Growth was organic and opportunistic: Gemmell took chances as they came along, using his understanding of the drinks industry as a springboard into executing in related areas. “I surround myself with young creative people – we’ve got loads of young designers from different backgrounds,” he says. “I think if you get too surrounded by the drinks industry you can get a bit caught up in that, a bit tunnel vision: I like to have people who can look into different areas.” Today, their impressive client list includes Glenfiddich and Macallan.
As he matures, Gemmell is also keen to give back, primarily by providing other less privileged Scots with a route into the world of hospitality. Alongside Stuart McCluskey (The Devil’s Advocate), Mike Aikman (Bramble) and Graham Suttle (Kained Holdings), he co-founded The 100 Scots, a platform to celebrate Scottish food and drink and inspire a new generation of Scottish hospitality professionals.
“One of our big movers was that a young guy in the East End of Glasgow would never think of settling behind the bar or becoming a waiter: in the UK it’s something you’d do as a part time job at uni,” Gemmell says. “We work with a company called the School of Hard Knocks. Some of these kids have been through hellish times, and we try and give them inspiration for things they could do with their lives.”

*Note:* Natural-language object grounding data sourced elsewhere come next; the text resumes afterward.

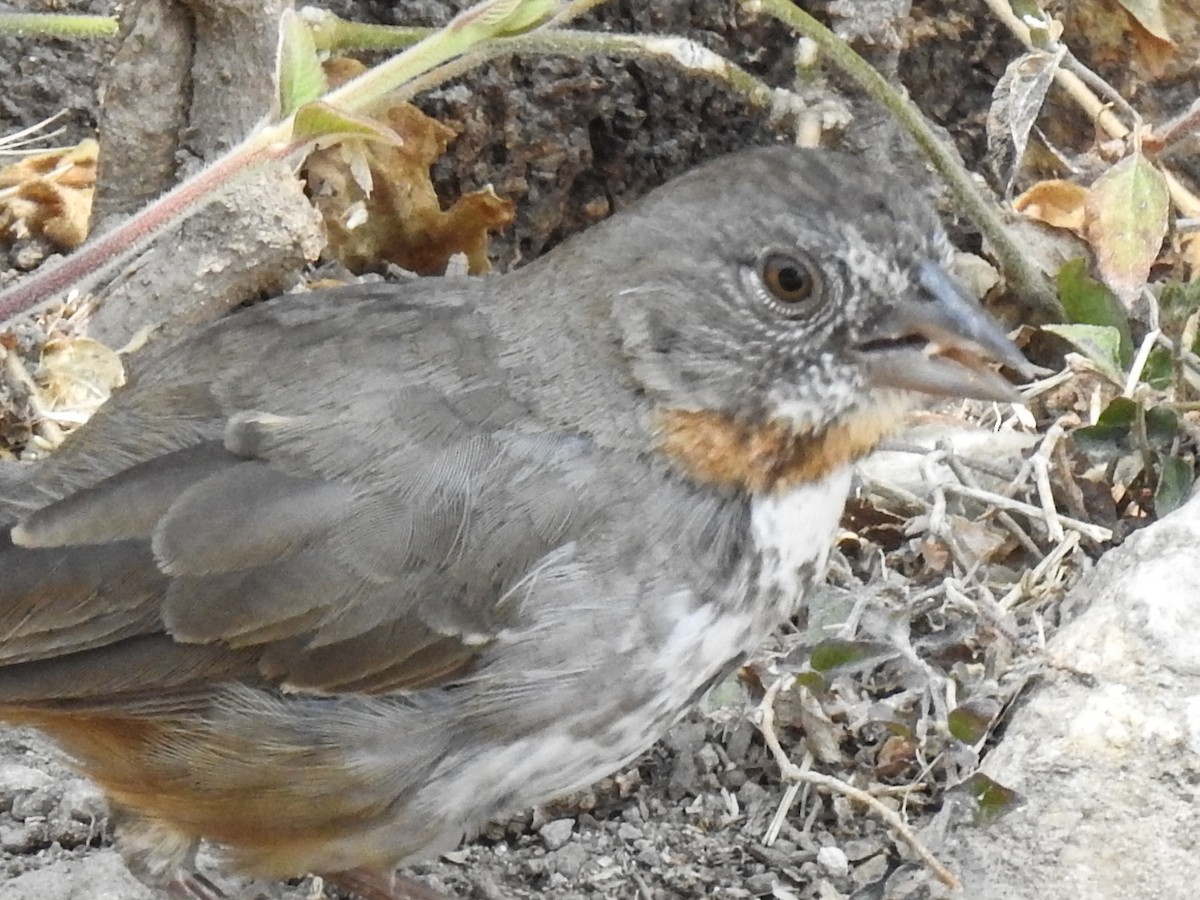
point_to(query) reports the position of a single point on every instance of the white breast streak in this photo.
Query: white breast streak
(795, 529)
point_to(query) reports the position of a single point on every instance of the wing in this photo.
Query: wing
(324, 497)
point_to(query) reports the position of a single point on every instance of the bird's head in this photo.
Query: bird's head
(785, 303)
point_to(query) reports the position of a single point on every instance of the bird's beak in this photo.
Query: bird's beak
(942, 343)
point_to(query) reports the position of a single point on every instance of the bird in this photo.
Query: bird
(336, 580)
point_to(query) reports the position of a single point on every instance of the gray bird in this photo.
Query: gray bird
(339, 579)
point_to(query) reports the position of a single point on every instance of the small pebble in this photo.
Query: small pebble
(556, 834)
(833, 861)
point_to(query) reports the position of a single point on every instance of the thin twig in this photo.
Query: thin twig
(1098, 109)
(1023, 276)
(1011, 525)
(792, 773)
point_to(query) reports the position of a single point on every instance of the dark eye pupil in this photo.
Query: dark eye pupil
(791, 280)
(787, 279)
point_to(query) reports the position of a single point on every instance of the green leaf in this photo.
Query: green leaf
(299, 76)
(502, 18)
(993, 797)
(834, 653)
(1126, 221)
(1087, 301)
(1150, 16)
(322, 120)
(1175, 481)
(970, 721)
(1162, 427)
(1099, 343)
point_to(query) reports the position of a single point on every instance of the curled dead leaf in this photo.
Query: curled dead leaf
(379, 204)
(1126, 217)
(49, 196)
(1055, 202)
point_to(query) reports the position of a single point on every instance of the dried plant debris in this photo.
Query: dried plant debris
(379, 204)
(48, 196)
(52, 379)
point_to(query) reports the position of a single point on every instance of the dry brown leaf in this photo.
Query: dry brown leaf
(381, 207)
(77, 375)
(1126, 221)
(49, 196)
(1141, 36)
(1056, 202)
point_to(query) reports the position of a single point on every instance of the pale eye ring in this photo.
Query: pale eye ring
(790, 279)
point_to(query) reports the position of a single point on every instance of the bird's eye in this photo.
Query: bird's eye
(790, 280)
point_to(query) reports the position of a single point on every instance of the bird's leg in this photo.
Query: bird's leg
(196, 887)
(382, 886)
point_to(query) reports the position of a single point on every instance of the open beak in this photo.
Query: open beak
(943, 343)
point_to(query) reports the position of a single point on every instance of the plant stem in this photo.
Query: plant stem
(1023, 276)
(51, 24)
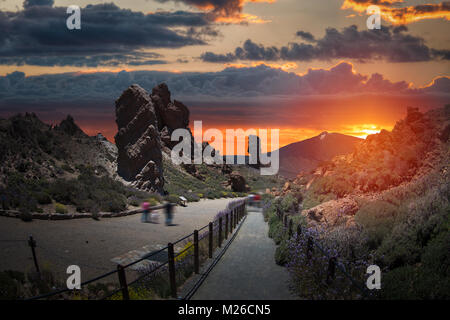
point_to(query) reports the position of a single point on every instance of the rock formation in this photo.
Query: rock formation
(138, 140)
(237, 182)
(146, 123)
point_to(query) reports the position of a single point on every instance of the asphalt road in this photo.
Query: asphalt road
(92, 244)
(247, 270)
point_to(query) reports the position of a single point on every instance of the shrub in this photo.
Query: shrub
(25, 215)
(43, 198)
(281, 253)
(60, 208)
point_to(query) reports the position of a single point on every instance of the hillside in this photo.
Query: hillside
(49, 169)
(387, 203)
(306, 155)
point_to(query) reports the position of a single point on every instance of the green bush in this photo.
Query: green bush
(60, 208)
(281, 253)
(43, 198)
(173, 198)
(25, 215)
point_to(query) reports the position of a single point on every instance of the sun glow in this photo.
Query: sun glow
(363, 130)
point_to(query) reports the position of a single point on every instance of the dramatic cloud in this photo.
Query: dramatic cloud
(305, 36)
(228, 11)
(391, 44)
(260, 97)
(30, 3)
(391, 11)
(109, 35)
(231, 83)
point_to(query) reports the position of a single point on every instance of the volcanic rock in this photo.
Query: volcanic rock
(237, 182)
(138, 140)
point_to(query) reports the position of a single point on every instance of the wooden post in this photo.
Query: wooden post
(211, 239)
(123, 282)
(331, 269)
(290, 228)
(226, 225)
(196, 253)
(173, 283)
(220, 231)
(32, 244)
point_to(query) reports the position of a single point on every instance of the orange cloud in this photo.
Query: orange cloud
(226, 11)
(283, 66)
(401, 15)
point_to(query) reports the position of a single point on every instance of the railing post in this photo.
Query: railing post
(211, 238)
(299, 231)
(290, 228)
(173, 283)
(309, 247)
(226, 225)
(220, 231)
(123, 282)
(331, 269)
(32, 244)
(196, 253)
(231, 220)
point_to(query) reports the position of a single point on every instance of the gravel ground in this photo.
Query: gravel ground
(247, 270)
(92, 244)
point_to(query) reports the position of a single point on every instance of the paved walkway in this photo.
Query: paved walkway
(92, 244)
(247, 270)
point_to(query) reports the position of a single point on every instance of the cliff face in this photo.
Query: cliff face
(138, 141)
(146, 123)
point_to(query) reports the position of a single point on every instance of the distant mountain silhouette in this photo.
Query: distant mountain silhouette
(306, 155)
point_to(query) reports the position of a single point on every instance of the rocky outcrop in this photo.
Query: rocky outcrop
(237, 182)
(170, 115)
(68, 126)
(138, 140)
(332, 213)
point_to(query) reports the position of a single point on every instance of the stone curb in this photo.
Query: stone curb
(59, 216)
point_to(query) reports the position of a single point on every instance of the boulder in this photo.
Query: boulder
(138, 140)
(237, 182)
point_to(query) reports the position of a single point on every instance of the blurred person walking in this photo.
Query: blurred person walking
(168, 210)
(145, 212)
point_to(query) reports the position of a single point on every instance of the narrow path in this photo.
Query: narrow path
(92, 244)
(247, 270)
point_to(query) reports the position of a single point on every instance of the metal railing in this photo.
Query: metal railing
(221, 227)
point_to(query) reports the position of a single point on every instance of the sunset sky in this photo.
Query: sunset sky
(300, 66)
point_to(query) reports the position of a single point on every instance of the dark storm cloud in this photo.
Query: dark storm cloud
(391, 44)
(307, 36)
(231, 83)
(30, 3)
(38, 34)
(218, 8)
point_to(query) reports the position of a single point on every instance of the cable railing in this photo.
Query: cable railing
(218, 229)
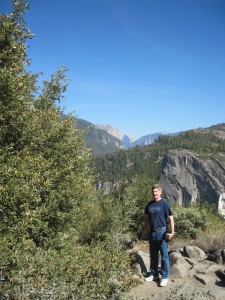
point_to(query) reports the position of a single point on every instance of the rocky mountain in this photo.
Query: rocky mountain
(150, 138)
(190, 165)
(99, 140)
(125, 139)
(187, 177)
(128, 141)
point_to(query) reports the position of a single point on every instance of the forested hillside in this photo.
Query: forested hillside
(59, 237)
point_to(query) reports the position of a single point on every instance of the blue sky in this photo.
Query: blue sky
(142, 66)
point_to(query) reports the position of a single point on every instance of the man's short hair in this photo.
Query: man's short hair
(157, 186)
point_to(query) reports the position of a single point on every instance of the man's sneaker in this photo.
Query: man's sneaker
(151, 278)
(164, 282)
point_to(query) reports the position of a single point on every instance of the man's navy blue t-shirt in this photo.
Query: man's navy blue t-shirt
(158, 212)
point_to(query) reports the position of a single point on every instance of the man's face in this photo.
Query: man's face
(156, 194)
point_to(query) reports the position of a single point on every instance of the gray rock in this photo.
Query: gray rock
(180, 269)
(194, 252)
(217, 256)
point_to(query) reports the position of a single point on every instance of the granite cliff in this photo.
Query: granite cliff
(186, 177)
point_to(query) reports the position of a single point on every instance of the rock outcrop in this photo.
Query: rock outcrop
(192, 276)
(186, 177)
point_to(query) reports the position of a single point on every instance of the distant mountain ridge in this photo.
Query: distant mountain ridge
(128, 141)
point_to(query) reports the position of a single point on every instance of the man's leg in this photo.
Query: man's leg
(165, 263)
(154, 256)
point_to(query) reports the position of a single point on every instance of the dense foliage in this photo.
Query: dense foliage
(59, 238)
(50, 214)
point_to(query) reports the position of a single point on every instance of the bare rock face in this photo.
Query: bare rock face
(186, 177)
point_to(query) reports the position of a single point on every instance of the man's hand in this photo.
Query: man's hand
(169, 236)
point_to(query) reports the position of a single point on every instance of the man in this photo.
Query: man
(161, 222)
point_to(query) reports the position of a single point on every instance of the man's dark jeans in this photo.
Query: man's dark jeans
(158, 245)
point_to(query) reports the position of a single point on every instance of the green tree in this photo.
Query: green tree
(44, 174)
(46, 188)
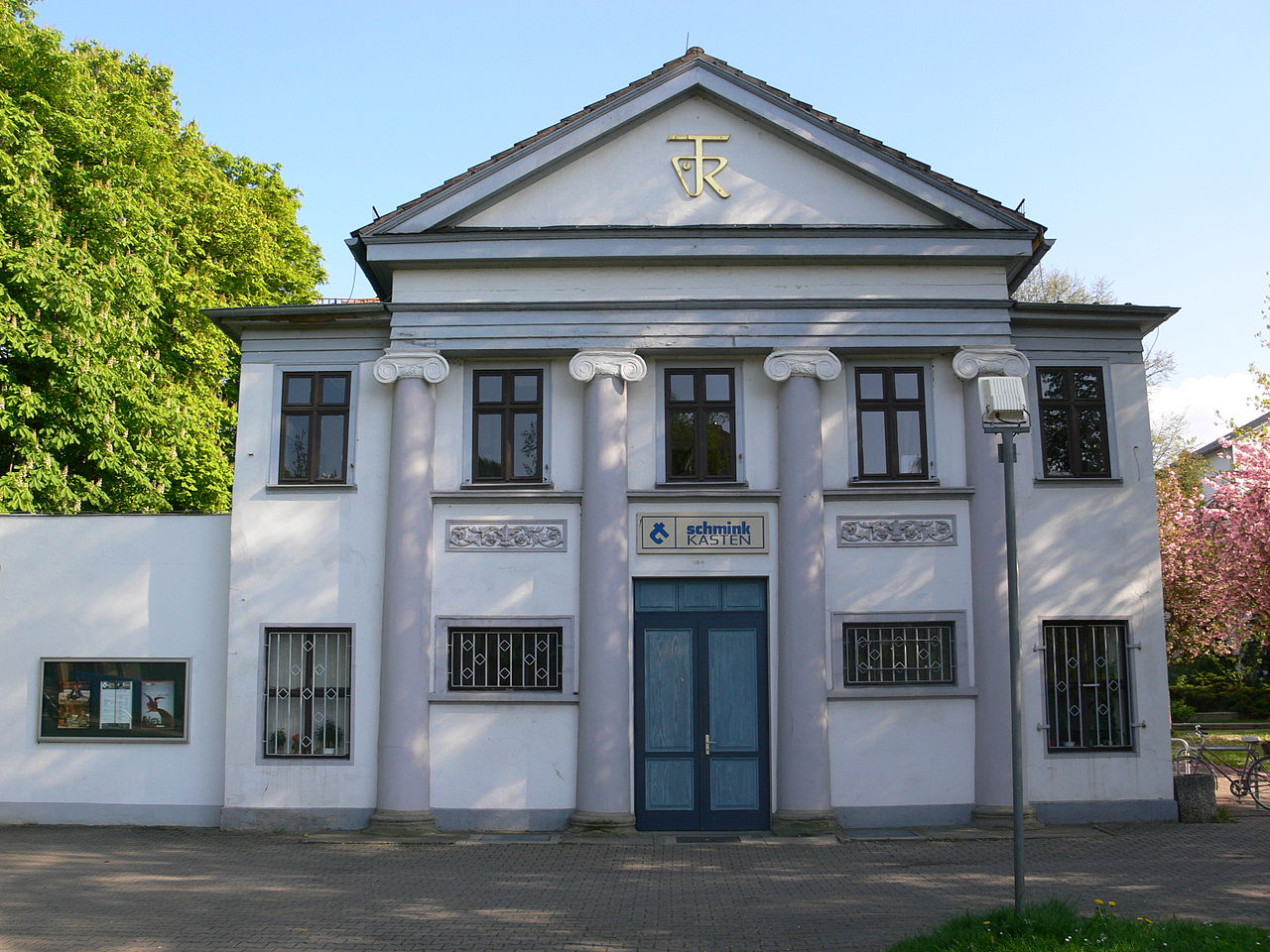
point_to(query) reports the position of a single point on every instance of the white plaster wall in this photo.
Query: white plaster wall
(305, 556)
(112, 587)
(504, 756)
(1091, 551)
(689, 281)
(902, 752)
(630, 180)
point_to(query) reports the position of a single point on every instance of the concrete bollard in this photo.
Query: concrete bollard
(1197, 797)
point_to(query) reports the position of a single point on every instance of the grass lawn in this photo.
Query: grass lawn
(1056, 925)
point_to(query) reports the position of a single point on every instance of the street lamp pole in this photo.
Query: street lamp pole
(1005, 412)
(1016, 688)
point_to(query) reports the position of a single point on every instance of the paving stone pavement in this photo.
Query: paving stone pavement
(102, 889)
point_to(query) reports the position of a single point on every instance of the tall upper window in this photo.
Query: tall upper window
(1074, 421)
(507, 426)
(890, 416)
(699, 425)
(1087, 685)
(314, 434)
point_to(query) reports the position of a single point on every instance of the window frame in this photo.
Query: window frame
(1102, 370)
(266, 751)
(890, 407)
(471, 368)
(276, 425)
(666, 407)
(507, 409)
(1125, 696)
(960, 685)
(444, 625)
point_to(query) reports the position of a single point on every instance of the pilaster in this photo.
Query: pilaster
(403, 798)
(603, 627)
(803, 798)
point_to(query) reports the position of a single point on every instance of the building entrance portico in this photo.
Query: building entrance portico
(701, 746)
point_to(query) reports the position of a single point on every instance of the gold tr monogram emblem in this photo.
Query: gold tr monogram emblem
(697, 164)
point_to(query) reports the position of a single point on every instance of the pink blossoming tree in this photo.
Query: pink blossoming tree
(1215, 556)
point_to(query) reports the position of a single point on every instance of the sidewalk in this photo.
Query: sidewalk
(143, 890)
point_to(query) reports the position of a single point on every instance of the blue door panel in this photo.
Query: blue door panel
(701, 669)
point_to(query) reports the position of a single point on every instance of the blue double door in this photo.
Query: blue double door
(701, 744)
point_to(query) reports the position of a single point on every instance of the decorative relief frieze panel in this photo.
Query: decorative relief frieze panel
(507, 536)
(897, 531)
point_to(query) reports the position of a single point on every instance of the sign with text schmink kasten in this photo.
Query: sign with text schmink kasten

Never one to rest on his laurels, Gemmell collects the keys to a new bar next Friday, right across from the Barrowland Ballroom, one of Glasgow’s best-known music venues. “It’s not necessarily going to be a cocktail bar, it’s just going to be a great bar,” he says. “It’s going to be closed during the day, and a lot of work we’re doing getting young people into hospitality will be done from there: we’ll be engaging with local schools.”
All in all, it’s not a bad outcome for a career-ending injury. But then, even growing up in Greenock, Gemmell always knew he was destined for something else. “I always had illusions of grandeur: growing up, I always thought I was better than everyone else, because they wanted to settle down and just have a life in Greenock, and there was no way that was going to happen,” he says. “I’ve always been absolutely confident in what I can achieve when I settle down to something: it’s just being able to channel that.” And with The Drink Cabinet UK, it looks as though he has.